Best regards Nabarun

OverLordGoldDragon commented 1 year ago

Hello, it's not supported, but performance gains are going to be minimal; the compute itself takes much longer than x.cpu().numpy(). Implementation requires making torch equivalents of operations done upon input in every method, STFT, CQT, SSQ, etc - as far as I'm concerned it's an unnecessary complication.

naba89 commented 1 year ago

Thanks for the comment, I was not looking at it from a performance point of view of the SSQ computation, but to be able to plug this into other existing PyTorch pipelines. In this case, we need to first copy a tensor from the GPU to the host, then again to the GPU for SSQ*, back to the host, and again to the GPU for the rest of the pipeline, in the current scenario. This adds up to a significant overhead. If the functions in this module are able to accept on-device tensors, it would be really good for such use cases.

Another point in case might be to make certain operations differentiable if the underlying function is inherently differentiable, which would not be possible if there are torch<->numpy conversions.

OverLordGoldDragon commented 1 year ago

we need to first copy a tensor from the GPU to the host, then again to the GPU for SSQ*

Yes, this is negligible (maybe not with padtype != None but I've not checked the extent of slowdown)

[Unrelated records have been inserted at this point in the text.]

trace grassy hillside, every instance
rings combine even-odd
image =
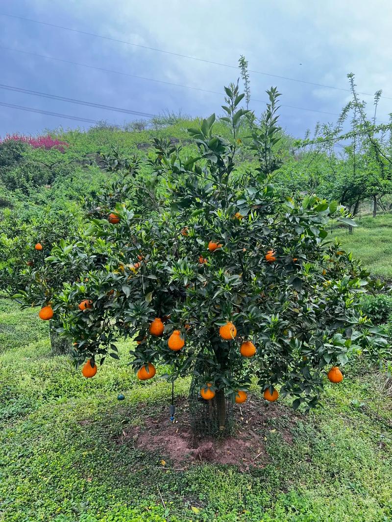
[[[355,220],[352,234],[347,229],[334,229],[332,235],[349,252],[362,260],[372,274],[392,279],[392,214]]]
[[[149,449],[152,426],[161,429],[154,421],[168,426],[170,386],[136,381],[127,365],[129,343],[121,346],[120,361],[108,361],[87,381],[67,358],[50,355],[36,310],[22,316],[4,299],[0,307],[0,520],[392,518],[392,399],[385,377],[348,369],[342,385],[327,385],[320,408],[306,417],[286,401],[258,402],[265,422],[252,423],[251,442],[261,456],[247,470],[206,460],[179,465],[164,449]],[[189,386],[176,383],[178,401]],[[251,401],[243,419],[253,411]],[[170,426],[175,445],[184,414],[180,410]],[[143,447],[130,434],[136,428],[147,441]]]

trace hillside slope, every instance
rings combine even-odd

back to the host, and again to the GPU for the rest of the pipeline

No? Check the astensor argument for cwt, ssq_cwt and ssq_stft. stft stays on GPU.

make certain operations differentiable

Indeed, but that's certainly beyond the scope of this library. If specifically differentiable CWT is of interest, stay tuned on the README.

OverLordGoldDragon commented 1 year ago

So I just checked and the only things stopping torch tensors as input to cwt, if padtype == None, are the argument checks and x.astype(dtype). I think an exception can be coded reasonably in this case, but I'd need to see some benchmarks that show this to be a problem.

naba89 commented 1 year ago

Ok, so the padding is done entirely in numpy. That might be workable with padtype==None for now, I will check that. What kind of benchmarks did you have in mind? Do you mean test cases or some performance benchmarks?

OverLordGoldDragon commented 1 year ago

Speed, that shows the overhead of x.cpu().numpy() + torch.as_tensor(x, device='cuda').

naba89 commented 1 year ago

Ok, let me see what I can do, will get back to you. Thanks for considering it though.

OverLordGoldDragon commented 1 year ago

I confirmed the impact to be <10% even with padtype != None for len(x) == 131072, but investigating some code I copied without a close look I found some completely redundant computation, and a surprising bottleneck by p2up that more than halves GPU speed... Definitely fixing that one, and will look into "already-GPU" support.

OverLordGoldDragon commented 1 year ago

False positive on p2up but still did some miscellaneous cleanups.